Panic buying ensued. Social distancing measures came to stores with masks and plexiglass barriers. Next came worries about meat shortages. All while the masses cooked from home like never before and turned toward healthier fare as the pandemic’s death toll mounted.

Sinclair says Sprouts, which has 344 stores across 23 states, is well suited for the shift toward healthier lifestyles. Stores are loaded with organic produce. There’s a butcher and a fish market. They also have aisles of vitamins and health supplements. The chain is often compared to Whole Foods, a unit of Amazon.com Inc.

In the first quarter, sales rose 16% to $1.6 billion, Sprouts’ best growth since 2015. That’s left Sinclair, a Scotsman whose other retail stops include 99 Cents Only Stores and Safeway in the U.K., trying to adapt and leverage the moment. For starters, the company plans to add 20 stores this year.

There’s been a lot of headlines about masks. What are you seeing?

In Los Angeles, for example, all customers have got to wear masks when they come into the store, and that’s created some behavior issues in communities we serve.

Some people clearly don’t like wearing masks.

What happens to all this PPE, plexiglass barriers and deep cleaning in the future?

I am fairly convinced that the safety procedures are here to stay. They are a good thing for the industry going forward. The scope of where we clean and how often we clean has dramatically ramped up.

Masks are a really interesting one in terms of how society is going to view that going forward. It’s clear some of our customers don’t like wearing masks when they come in to store, but certainly it’s here for some time to come.

There is a lot of speculation about how the virus will alter grocery shopping. What have you’ve witnessed?

We are seeing very significant shifts towards organic.

Exactly the same trend in grass-fed beef, specialist chicken.

There’s also the shift to online grocery shopping. What has happened at Sprouts?

The overall e-commerce trend has grown significantly. We had to recruit a lot of people, alongside Instacart hiring people. But the demand kind of reached a peak and is flattening off now. We are seeing a little bit of an uptick in pickup because of these newer stores we have added offering curbside pickup.

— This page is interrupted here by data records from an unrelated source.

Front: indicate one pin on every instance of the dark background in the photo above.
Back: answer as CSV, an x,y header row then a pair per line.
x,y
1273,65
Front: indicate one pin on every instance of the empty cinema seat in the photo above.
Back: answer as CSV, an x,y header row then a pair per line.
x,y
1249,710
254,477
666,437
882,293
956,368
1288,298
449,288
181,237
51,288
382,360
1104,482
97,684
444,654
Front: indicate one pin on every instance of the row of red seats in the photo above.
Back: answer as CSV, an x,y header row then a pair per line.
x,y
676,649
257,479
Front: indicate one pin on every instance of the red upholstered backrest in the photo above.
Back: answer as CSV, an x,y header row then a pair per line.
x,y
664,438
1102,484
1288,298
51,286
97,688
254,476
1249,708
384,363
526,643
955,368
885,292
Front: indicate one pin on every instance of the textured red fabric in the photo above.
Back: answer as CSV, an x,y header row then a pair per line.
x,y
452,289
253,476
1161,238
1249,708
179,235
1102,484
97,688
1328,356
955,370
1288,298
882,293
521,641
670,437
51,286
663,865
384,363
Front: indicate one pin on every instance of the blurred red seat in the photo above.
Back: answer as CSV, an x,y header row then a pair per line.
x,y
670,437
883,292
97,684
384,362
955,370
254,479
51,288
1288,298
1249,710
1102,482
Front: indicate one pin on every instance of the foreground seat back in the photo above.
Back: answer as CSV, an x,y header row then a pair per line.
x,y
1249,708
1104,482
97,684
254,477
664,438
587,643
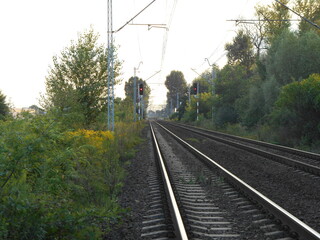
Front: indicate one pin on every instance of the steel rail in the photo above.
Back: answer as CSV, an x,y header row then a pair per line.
x,y
285,160
298,152
302,230
179,228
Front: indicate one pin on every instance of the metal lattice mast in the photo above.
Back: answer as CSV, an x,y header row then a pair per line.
x,y
110,69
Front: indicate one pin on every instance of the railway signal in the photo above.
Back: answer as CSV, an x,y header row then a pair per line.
x,y
195,88
141,89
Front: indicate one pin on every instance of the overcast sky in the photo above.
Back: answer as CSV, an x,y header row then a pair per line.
x,y
33,31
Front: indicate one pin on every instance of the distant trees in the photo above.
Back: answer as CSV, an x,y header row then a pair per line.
x,y
271,82
76,85
240,51
310,9
296,113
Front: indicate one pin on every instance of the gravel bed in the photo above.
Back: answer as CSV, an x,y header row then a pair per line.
x,y
296,192
134,192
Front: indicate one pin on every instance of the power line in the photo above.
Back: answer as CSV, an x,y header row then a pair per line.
x,y
135,16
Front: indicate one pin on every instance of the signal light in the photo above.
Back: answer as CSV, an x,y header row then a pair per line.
x,y
141,89
195,88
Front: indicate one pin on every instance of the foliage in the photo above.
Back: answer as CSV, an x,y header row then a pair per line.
x,y
272,29
4,107
57,184
240,51
309,9
76,85
292,57
297,111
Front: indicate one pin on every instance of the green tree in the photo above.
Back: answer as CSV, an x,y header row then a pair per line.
x,y
310,9
297,112
4,107
77,82
275,11
240,51
293,57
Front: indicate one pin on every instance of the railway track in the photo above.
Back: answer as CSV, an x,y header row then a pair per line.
x,y
302,160
205,201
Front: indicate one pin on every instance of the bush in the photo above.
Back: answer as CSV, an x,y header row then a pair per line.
x,y
58,184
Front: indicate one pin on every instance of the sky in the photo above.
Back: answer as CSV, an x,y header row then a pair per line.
x,y
34,31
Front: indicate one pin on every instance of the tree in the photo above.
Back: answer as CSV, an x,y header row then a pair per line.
x,y
293,57
240,51
77,81
177,86
272,12
297,110
4,107
309,9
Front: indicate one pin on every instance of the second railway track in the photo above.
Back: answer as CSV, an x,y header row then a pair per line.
x,y
305,161
212,208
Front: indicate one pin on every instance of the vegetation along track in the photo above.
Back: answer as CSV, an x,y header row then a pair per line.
x,y
305,161
215,204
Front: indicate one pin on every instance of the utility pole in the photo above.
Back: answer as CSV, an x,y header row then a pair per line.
x,y
110,70
110,60
135,69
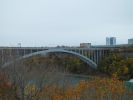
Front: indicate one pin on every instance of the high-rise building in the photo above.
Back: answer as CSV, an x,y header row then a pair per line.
x,y
110,40
85,45
130,41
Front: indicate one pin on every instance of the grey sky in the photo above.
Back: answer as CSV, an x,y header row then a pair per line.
x,y
64,22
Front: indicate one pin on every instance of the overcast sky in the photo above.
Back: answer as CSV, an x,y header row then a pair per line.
x,y
64,22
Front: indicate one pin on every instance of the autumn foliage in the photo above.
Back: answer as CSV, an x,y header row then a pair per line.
x,y
96,89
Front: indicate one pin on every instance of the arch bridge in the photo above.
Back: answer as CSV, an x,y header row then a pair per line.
x,y
92,56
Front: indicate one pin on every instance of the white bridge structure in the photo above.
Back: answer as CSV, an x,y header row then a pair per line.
x,y
92,56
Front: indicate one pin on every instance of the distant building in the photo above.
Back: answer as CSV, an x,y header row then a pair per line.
x,y
110,40
85,45
130,41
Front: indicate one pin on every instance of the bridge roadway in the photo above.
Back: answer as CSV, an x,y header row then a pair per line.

It’s fairly small at this stage. Our April business in terms of e-commerce was 13% of sales.

So what does the U.S. reopening look like so far?

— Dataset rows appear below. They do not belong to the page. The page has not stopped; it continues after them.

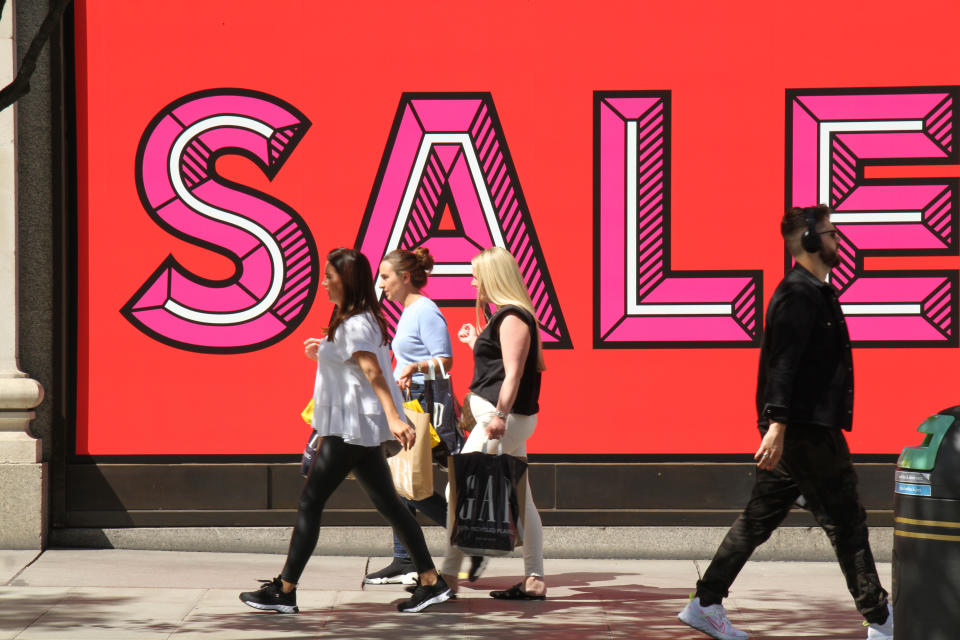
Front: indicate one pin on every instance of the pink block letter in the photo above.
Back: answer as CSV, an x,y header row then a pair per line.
x,y
832,135
276,260
448,152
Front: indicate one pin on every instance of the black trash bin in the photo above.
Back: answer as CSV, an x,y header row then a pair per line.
x,y
926,543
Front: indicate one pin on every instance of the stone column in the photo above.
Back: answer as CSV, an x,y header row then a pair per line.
x,y
23,475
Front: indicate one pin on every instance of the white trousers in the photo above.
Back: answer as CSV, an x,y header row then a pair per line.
x,y
514,443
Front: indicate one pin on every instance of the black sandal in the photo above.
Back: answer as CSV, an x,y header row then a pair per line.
x,y
515,592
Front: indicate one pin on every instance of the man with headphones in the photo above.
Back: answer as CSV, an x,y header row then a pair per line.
x,y
804,404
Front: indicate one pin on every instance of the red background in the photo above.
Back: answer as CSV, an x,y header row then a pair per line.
x,y
345,65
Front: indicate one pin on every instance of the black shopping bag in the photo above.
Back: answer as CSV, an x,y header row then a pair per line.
x,y
444,410
487,494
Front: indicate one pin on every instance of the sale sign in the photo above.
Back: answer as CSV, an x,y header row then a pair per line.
x,y
635,158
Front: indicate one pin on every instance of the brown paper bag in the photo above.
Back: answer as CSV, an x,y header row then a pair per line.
x,y
412,469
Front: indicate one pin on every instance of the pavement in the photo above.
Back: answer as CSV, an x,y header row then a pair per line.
x,y
127,594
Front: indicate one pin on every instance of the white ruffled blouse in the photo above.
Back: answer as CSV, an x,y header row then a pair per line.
x,y
344,403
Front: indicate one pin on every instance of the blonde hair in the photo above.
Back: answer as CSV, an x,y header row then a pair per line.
x,y
499,282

I have been surprised at the pace of consumer change not moving that fast in places like Georgia and Texas. What we are watching for is a return to normal. Transactions are going down, but the baskets are going up dramatically, so we are ending up with very strong comp sales.

Saturdays and Sundays are a little bit weaker than they were.

The lockdown has been a boon for grocery stores. What has that meant for Sprouts?

Building a lot of stores over the last couple of years, some stores took a bit of time to get moving. People are coming in now to those stores. And because almost everyone is out of stock, we are getting customers discover us for the first time.

Customers are saying: “Wow, I didn’t know you were here.”

But won’t they just go back to Kroger or Walmart whenever the virus fades?

Why will they keep spending more with us?

I think there’s a fundamental trend which has been accelerated by customers—sensitivity to what you eat. There’s a tailwind behind that. More people are going to be interested in that going forward. If you look around our shelves, we sell things which nobody else sells.

Editor’s note: This interview has been edited and condensed.